No, I'm not going to believe this or the Unicorn articles without evidence that something really happened. You just believe this story without any evidence at all because it fits your belief system.
So now SciAm merely a “popular science mag”?
Yeah, got a problem with that? Then take it up with the editors but in the meantime, it's a popular science magazine.
In the Tehran case for example we have the original reports and the eyewitnesses. The O’Hare case has all that PLUS a scientific study. These are not the only such cases. So for you to make out that we do not have that type of evidence for UFO reports is disingenuous.

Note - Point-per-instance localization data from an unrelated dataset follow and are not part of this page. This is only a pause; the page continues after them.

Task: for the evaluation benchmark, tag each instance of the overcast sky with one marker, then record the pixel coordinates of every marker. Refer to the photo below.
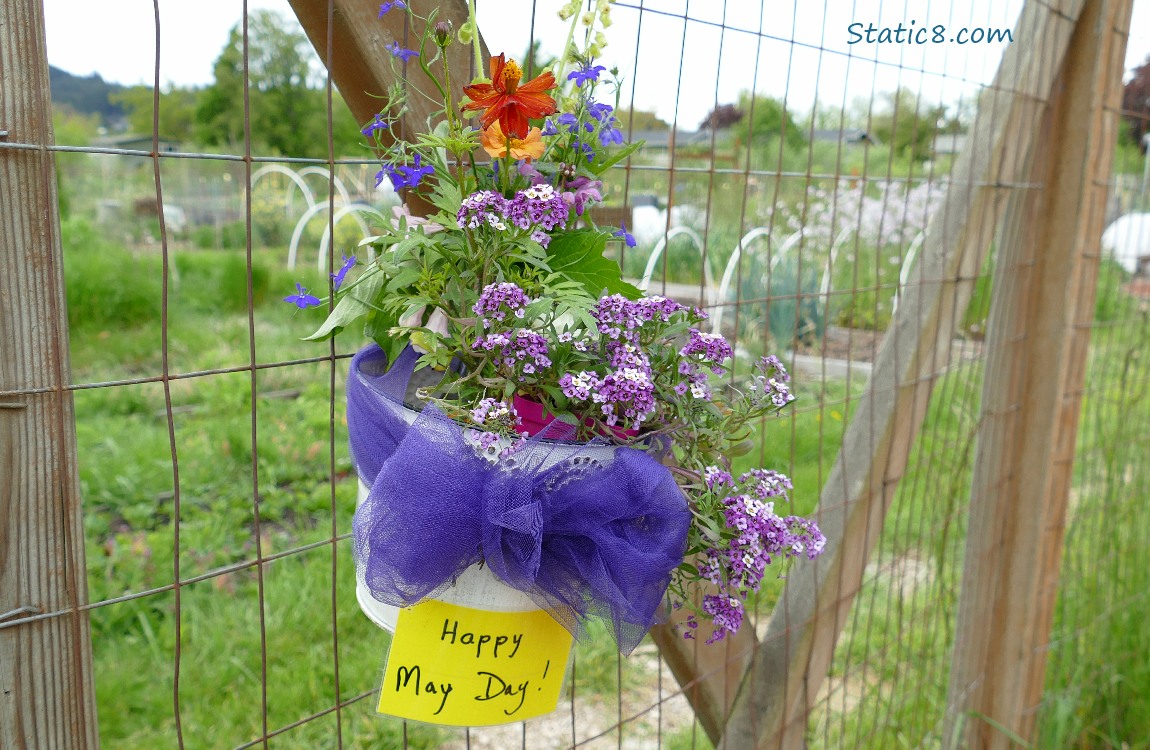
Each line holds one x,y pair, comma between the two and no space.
682,69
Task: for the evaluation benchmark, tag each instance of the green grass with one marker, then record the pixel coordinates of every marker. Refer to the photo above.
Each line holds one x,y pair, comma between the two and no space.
892,657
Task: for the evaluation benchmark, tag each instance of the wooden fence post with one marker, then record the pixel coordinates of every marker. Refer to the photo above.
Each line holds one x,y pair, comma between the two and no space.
361,68
46,689
780,688
1040,326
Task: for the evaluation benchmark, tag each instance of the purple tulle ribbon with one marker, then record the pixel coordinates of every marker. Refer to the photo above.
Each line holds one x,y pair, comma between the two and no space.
585,530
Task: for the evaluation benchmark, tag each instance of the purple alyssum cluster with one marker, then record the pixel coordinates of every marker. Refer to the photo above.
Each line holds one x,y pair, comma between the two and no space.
497,300
521,350
537,209
758,536
771,382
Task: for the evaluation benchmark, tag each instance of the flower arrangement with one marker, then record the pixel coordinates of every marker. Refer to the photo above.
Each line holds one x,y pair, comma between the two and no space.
505,292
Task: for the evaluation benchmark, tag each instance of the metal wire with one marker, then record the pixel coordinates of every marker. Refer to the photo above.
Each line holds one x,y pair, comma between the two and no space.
871,667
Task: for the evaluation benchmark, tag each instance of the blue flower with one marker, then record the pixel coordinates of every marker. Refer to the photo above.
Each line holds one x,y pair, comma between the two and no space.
608,136
406,176
585,74
629,238
377,123
388,6
303,299
399,52
569,121
338,276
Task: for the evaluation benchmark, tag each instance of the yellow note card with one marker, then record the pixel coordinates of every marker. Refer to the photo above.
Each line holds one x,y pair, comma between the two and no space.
465,667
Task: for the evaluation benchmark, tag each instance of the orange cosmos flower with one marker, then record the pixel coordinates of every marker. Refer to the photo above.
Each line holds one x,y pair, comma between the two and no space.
506,101
497,144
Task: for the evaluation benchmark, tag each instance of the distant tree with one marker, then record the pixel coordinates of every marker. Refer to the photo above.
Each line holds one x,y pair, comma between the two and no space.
765,117
1136,102
288,109
177,111
721,117
906,124
74,128
85,94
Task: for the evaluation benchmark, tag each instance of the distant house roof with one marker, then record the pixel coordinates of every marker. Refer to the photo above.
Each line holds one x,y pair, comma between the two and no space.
843,135
139,143
951,143
661,138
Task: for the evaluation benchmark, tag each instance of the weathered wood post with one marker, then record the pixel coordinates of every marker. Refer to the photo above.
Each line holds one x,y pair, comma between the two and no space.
1040,327
780,688
46,689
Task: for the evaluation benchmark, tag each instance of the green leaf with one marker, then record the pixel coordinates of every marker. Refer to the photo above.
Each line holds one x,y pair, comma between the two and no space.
579,255
599,167
357,301
406,277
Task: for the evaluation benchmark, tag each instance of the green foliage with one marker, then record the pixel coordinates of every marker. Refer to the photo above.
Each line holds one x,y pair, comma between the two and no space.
230,236
101,290
73,128
288,112
765,117
909,124
177,111
795,313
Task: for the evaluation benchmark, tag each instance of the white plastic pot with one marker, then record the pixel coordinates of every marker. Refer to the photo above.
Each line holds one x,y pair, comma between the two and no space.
476,587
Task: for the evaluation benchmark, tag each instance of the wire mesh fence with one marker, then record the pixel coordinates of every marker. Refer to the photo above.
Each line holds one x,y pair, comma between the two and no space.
806,192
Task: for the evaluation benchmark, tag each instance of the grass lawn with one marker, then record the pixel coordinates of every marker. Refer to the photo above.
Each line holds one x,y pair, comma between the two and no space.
244,668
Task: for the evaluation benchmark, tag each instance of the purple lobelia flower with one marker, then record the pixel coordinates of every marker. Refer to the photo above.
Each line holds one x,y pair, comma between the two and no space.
587,74
399,52
338,276
303,299
582,190
388,6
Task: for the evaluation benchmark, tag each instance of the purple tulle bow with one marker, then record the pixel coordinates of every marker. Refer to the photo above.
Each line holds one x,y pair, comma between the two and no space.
585,530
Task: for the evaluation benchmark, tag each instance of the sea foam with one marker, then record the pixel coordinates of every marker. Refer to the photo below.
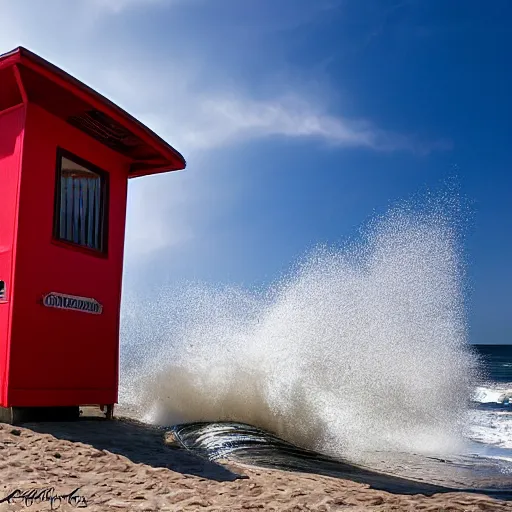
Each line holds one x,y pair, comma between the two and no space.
360,347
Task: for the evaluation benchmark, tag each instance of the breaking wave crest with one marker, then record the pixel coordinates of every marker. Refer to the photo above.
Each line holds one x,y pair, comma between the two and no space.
359,347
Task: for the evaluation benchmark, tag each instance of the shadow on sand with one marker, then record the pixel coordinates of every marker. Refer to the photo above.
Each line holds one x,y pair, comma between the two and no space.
191,453
139,442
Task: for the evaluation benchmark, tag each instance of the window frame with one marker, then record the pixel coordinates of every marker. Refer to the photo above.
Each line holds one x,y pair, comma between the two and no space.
104,203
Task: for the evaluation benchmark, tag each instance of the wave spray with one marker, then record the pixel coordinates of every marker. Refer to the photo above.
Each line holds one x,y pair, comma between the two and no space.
359,348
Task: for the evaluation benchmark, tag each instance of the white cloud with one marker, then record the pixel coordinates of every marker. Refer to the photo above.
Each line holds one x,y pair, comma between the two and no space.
185,98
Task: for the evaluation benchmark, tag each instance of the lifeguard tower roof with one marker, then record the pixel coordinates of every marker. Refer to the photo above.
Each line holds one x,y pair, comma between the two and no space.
26,77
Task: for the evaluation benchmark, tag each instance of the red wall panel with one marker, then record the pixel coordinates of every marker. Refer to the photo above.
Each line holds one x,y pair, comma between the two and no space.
11,144
55,351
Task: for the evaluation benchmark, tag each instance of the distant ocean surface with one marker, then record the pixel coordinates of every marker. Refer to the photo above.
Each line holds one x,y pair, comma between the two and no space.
491,419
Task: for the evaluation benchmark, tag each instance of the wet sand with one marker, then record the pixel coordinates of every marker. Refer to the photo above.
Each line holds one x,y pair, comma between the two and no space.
126,465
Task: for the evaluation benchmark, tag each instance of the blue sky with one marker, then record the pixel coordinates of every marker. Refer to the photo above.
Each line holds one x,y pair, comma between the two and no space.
299,119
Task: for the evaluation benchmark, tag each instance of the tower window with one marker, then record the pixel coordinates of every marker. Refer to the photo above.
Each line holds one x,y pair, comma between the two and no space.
81,203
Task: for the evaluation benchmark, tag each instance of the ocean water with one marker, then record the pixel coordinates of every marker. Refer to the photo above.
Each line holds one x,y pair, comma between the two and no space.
360,352
491,413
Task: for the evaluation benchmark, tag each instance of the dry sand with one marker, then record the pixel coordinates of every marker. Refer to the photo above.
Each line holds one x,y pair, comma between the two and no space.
125,465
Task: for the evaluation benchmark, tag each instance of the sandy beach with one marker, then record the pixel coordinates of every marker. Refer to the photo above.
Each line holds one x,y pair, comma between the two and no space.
126,465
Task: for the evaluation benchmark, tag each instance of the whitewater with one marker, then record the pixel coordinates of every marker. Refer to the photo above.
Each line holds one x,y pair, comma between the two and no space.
360,346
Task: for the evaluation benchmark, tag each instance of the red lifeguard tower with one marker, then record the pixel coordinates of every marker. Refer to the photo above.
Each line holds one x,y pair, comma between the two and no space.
66,154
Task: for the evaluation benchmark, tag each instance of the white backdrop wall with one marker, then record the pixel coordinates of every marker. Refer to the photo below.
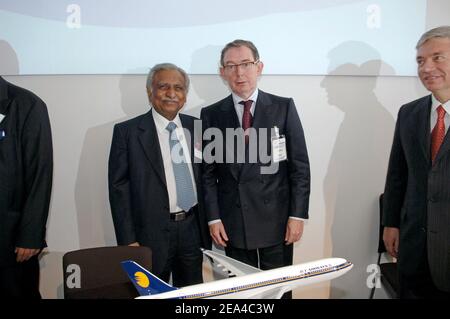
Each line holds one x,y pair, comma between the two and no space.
348,123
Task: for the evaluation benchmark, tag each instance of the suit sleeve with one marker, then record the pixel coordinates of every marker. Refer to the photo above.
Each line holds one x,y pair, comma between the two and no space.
209,178
396,180
119,189
38,173
298,164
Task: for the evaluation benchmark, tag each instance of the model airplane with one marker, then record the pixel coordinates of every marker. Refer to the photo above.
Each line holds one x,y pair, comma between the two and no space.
249,282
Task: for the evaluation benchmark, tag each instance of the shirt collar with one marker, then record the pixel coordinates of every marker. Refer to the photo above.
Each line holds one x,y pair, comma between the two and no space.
435,104
161,122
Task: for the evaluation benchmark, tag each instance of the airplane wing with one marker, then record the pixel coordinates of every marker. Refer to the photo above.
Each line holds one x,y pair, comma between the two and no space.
235,267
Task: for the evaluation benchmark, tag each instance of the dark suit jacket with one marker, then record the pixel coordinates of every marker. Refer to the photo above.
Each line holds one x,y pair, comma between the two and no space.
417,195
26,166
255,207
137,186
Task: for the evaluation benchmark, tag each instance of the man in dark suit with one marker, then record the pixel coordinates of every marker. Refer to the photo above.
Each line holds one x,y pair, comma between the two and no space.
154,175
416,212
254,211
26,168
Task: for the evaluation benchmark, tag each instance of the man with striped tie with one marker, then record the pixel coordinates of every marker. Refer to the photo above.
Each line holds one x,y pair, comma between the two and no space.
416,210
154,180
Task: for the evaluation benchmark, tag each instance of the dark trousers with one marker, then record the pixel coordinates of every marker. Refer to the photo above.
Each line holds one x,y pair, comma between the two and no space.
419,286
265,258
185,258
20,280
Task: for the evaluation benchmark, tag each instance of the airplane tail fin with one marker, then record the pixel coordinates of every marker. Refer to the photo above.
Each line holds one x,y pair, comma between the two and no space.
145,282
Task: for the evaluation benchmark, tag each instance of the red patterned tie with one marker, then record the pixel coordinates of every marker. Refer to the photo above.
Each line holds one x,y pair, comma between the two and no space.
438,133
246,118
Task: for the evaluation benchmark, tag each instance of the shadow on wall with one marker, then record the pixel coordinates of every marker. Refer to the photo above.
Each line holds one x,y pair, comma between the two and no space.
358,164
208,90
51,275
91,189
9,63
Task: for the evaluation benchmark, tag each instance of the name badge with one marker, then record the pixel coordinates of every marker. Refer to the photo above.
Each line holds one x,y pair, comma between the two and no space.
197,151
279,149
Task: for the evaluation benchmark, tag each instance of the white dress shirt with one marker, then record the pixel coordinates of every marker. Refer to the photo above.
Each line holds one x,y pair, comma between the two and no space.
163,136
433,116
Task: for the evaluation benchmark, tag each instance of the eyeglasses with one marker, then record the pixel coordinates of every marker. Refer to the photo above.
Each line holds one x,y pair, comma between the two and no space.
244,66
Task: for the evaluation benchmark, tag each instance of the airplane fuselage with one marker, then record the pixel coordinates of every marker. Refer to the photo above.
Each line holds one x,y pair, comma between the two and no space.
255,285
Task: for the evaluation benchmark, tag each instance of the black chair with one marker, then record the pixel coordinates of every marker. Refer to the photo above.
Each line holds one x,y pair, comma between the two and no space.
100,274
388,270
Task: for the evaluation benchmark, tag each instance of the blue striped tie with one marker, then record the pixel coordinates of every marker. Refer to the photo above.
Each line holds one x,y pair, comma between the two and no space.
185,190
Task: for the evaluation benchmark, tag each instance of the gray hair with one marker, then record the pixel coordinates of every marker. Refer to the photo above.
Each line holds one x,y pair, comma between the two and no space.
239,43
439,32
165,67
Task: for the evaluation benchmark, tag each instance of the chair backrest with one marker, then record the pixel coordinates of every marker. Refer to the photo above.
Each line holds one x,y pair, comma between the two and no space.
388,270
381,247
97,273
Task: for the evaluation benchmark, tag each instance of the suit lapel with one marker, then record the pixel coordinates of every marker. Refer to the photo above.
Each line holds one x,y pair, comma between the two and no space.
445,147
192,142
420,126
261,119
4,101
148,138
230,120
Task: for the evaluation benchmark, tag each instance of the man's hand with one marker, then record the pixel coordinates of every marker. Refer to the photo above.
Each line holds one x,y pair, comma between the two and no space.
294,231
218,234
23,254
391,238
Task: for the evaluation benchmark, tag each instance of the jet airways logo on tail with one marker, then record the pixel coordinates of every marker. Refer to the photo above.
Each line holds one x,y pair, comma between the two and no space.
141,279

Where is the OBJECTIVE EVIDENCE. Not eywitnesses, not articles saying that radar data confirms a sighting, not letters to the editor telling a story about a family who got injured.
Oh… right… it COULD be. However, just because something is possible does not make that possibility likely or even plausible. In an (ostensibly) infinite universe ANYTHING becomes “possible”. But for you to rely on that to support your explanations in the face of the evidence is not a reasonable position to take.
Nice dodge of the subject of you constantly misrepresenting others position. With zero objective evidence I take the position that it's unidentified with some possible explanations that can't be ruled out like blimp, weather baloon, aliens, hoax, etc. You are the one who insists on identifying it as alien, I just say that the data we have to work with is not enough to make a positive identification in any of these cases.
Most people would like to rule out implausible scenarios and instead base their explanations on the evidence, rather than wild speculation about mere “possibilities”.
Exactly. And how implausible is alien visits? More plausible than a blimp flying by on a training trip?